• Question: are you independent workers or do you work with people? if you work with people do you work in a company? if you do what is the company?

    Asked by lesperges to Davie, Gemma, James P, James V, Nuala on 2 Jul 2012.
    • Photo: James Verdon

      James Verdon answered on 2 Jul 2012:

      Hi lesperges,
      Most scientists work within a group. I work in the geophysics group at Bristol University. There are about 15 of us, all employed by the university, and we all work on similar problems, so we always talk to help each other with our work. When we publish a new theory or new results, we will often publish it jointly between at least 4 or 5 of us.

      However, many scientists do work for companies. Many geologists work in the oil and gas sectors. For a short while I worked for Shell in Holland, and I’ve also worked for Pinnacle, a small oil company in Canada.

    • Photo: Nuala Carson

      Nuala Carson answered on 2 Jul 2012:

      Hey lesperges,

      Most scientists work with other people, it pretty hard to carry out research if you don’t. I suppose i work for the University of Liverpool but i work with people form other universities too. Science is a global business so you do talk with and work with people from all over the world.

    • Photo: James Pope

      James Pope answered on 2 Jul 2012:

      He lesperges.

      My PhD project (The Plio-QUMP project) is soley my piece or work to produce, but I have a supervisor, Professor Alan Haywood in Leeds to guide me and ensure I go in the direction with my research. He also works to introduce me to people and ensure I develop as a scientist. I also have support from Dr Dan Lunt (Bristol University), Dr Mat Collins (Met Office & University of Exeter) and Dr Harry Dowsett (US Geological Survey).

      But I’m also part of a series of ever bigger research groups, from my direct colleagues in Leeds who work on climate modelling of the past (mainly the Pliocene), we form the Sellwood Group for Palaeoclimatology. I am also part of the general Palaeo group, Palaeo@Leeds, which includes all the palaeotologists, modellers and other geologists who work on past climates and fossils at Leeds University.

      I’m also associated with 2 large research projects, the Pliocene Modelling Intercomparison Project (PlioMIP) and the Palaeoclimate Modelling Intercomparison Project (PMIP) who work together to contribute to the IPCC reports on climate change every 6 years. People in these groups are based all over the world from Australia to Japan, the USA to France, so I have some good friends from all over the world.

      As James V’s says, when we publish work it is often with a number of people, who all chip in various amounts of work to the research and so get named on the work, but the leader of the group goes first. Science is great, because even when working on your own, you have the support of a number of great teams around you to help out and ensure you can make it!

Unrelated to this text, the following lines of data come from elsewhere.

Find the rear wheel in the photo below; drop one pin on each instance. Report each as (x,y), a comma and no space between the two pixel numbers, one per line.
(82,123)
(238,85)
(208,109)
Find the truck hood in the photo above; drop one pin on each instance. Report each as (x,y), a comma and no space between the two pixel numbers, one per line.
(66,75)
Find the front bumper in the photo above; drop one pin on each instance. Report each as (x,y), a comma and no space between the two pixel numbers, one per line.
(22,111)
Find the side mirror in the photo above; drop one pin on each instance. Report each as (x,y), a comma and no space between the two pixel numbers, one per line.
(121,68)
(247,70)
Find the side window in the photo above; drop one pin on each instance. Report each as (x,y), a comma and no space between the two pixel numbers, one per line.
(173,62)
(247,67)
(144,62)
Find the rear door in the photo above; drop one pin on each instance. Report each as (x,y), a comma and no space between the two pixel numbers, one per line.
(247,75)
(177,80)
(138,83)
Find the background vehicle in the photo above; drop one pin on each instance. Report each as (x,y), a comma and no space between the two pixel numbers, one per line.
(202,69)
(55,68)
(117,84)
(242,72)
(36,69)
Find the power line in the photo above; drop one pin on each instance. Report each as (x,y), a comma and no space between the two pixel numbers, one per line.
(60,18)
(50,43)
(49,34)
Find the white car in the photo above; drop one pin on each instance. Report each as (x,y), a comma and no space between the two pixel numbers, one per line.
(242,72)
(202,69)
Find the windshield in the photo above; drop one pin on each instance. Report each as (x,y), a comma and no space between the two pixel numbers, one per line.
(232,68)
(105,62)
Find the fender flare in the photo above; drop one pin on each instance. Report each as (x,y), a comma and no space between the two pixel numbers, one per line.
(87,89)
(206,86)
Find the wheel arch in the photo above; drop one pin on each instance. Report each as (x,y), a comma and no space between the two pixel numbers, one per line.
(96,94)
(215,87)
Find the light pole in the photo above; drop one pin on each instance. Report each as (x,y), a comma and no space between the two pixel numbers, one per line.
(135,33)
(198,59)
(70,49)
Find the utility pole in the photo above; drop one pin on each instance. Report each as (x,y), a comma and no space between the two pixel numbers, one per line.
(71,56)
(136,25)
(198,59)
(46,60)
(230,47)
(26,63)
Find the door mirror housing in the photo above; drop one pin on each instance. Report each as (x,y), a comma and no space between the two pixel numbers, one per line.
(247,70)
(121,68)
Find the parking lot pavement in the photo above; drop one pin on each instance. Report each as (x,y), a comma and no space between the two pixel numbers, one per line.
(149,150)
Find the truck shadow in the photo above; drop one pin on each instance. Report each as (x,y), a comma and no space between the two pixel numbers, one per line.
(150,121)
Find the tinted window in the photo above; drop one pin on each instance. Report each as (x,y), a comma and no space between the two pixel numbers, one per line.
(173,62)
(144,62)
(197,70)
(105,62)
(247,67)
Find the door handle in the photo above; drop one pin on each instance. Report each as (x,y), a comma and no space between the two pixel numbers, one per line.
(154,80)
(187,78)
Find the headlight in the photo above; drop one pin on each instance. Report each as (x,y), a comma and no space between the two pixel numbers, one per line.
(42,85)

      Finally, we present work to meetings of scientists which are organised by organisations such as the Royal Society, The Royal Meterological Society (I met Nuala at their student conference in Exeter last year and she is in Leeds at the end of this week for the same meeting) and internationally in the European Geosciences Union and the American Geophysical Union, whose big meetings attract 12,000 and 20,000+ respectively for their yearly meetings in Vienna and San Francisco.

      And that only covers our branch of science!

    • Photo: Davie Galloway

      Davie Galloway answered on 2 Jul 2012:

      hi lespeges,

      I work within a team or group at the British Geological Survey … and a great bunch of people they are. There are about 8 of us in the team at the moment but that has slimmed down recently due to the current economic/financial climate … hopefully that will improve soon.